Befreiung vom Überfluss

„Souverän ist nicht, wer viel hat, sondern wenig braucht.“ (Niko Paech)

Eine Streitschrift für eine entschleunigte und entrümpelte Welt.

  • Würden wir eine Welt vermissen, in der man sich zwischen drei Dutzend Fernsehprogrammen, Internet und anderen Zerstreuungen glaubt entscheiden zu müssen?
  • Wäre es nicht schöner wieder mehr Zeit für Familie und Freunde zu haben, Zeit um selbst Musik zu machen oder Nachbarn zu helfen?

Doch nach einer anstrengenden 40-Stunden-Woche möchte man sich auch einmal etwas gönnen: das neueste Smartphone, einen Kurztripp nach London oder einen Flachbildfernseher. Ruckzuck steckt man im Teufelskreis aus Konsumwunsch und Zeitmangel. Und nicht nur das: Der Ruf nach „mehr“ lässt Rohstoffe schwinden und treibt die Umweltzerstörung voran.

Noch ist die Welt nicht bereit, von der Droge „Wachstum“ zu lassen. Aber die Diskussion über das Ende der Maßlosigkeit nimmt an Fahrt auf. Der Nachhaltigkeitsforscher Niko Paech liefert mit seinem Buch „Befreiung vom Überfluss".

Auf dem Weg in die Postwachstumsökonomie“, das am 3. April 2012 im oekom verlag erscheint, die dazu passende Streitschrift, die „grünes“ Wachstum als Mythos entlarvt und zugleich aufzeigt, dass nachhaltige Entwicklung mit Genügsamkeit beginnt.

Die derzeit allgegenwärtige Debatte um die monströsen „Rettungsschirme“ wird zur Schicksalsfrage stilisiert und lässt uns glauben machen, dass die Rettung ökonomisch maroder Euroländer unseren bisherigen Wohlstand sichern würde und daher unumgänglich sei. Dabei verzetteln wir uns schon jetzt im Hamsterrad einer reizüberfluteten Konsumsphäre und zehren die knappen Ressourcen unserer Zeit auf.

Zu allem Überfluss sind wir auch dem Märchen des „grünen“ Wirtschaftswachstums und des „nachhaltigen“ Konsums aufgesessen, das uns suggeriert, Wachstum ließe sich in „gut“ und „schlecht“ unterscheiden. Doch diesen Unterschied hält Niko Paech für Augenwischerei.

Der bekannte deutsche Wachstumskritiker plädiert für einen von geldvermittelter und global arbeitsteiliger Fremdversorgung unabhängigen Lebenfstil, befreit von "Konsumkrücken" und "Energiesklaven". In seinem Gegenentwurf, der Postwachstumsökonomie, fordert er industrielle Wertschöpfungsprozesse einzuschränken und lokale Selbstversorgungsmuster zu stärken.

Das von Paech skizzierte Wirtschaften wäre genügsamer, aber auch stabiler und ökologisch verträglicher. Und es würde viele Menschen entlasten, denen im Hamsterrad der materiellen Selbstverwirklichung schon ganz schwindelig wird.

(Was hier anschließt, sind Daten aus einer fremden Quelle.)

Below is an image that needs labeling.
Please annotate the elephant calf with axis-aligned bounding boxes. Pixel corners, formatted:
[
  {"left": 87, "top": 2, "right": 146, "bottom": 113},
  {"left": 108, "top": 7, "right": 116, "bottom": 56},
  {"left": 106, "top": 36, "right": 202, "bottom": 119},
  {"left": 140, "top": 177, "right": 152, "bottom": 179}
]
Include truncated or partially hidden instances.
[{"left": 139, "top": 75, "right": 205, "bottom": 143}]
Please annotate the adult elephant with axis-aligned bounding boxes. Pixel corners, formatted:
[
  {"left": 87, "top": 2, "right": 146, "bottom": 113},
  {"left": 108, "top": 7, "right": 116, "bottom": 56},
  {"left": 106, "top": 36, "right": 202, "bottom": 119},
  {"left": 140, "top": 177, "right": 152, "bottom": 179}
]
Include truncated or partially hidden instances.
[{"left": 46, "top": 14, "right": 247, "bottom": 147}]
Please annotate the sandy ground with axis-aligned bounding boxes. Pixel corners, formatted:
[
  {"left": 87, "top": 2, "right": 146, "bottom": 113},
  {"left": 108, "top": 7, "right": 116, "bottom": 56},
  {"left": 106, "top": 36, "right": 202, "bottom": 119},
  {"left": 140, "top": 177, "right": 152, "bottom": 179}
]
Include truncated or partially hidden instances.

Niko Paech ist einer der bedeutendsten deutschen Wachstumskritiker – und er ist authentisch, denn er lebt seine Vision einer „entschleunigten und entrümpelten Welt“.

Der Volkswirtschaftler ist seit 2010 außerplanmäßiger Professor am Lehrstuhl für Produktion und Umwelt an der Universität Oldenburg. Als Vorsitzender der Vereinigung für Ökologische Ökonomie (VÖÖ) genießt er einen hohen Bekanntheitsgrad und findet bei einer breiten Öffentlichkeit Gehör.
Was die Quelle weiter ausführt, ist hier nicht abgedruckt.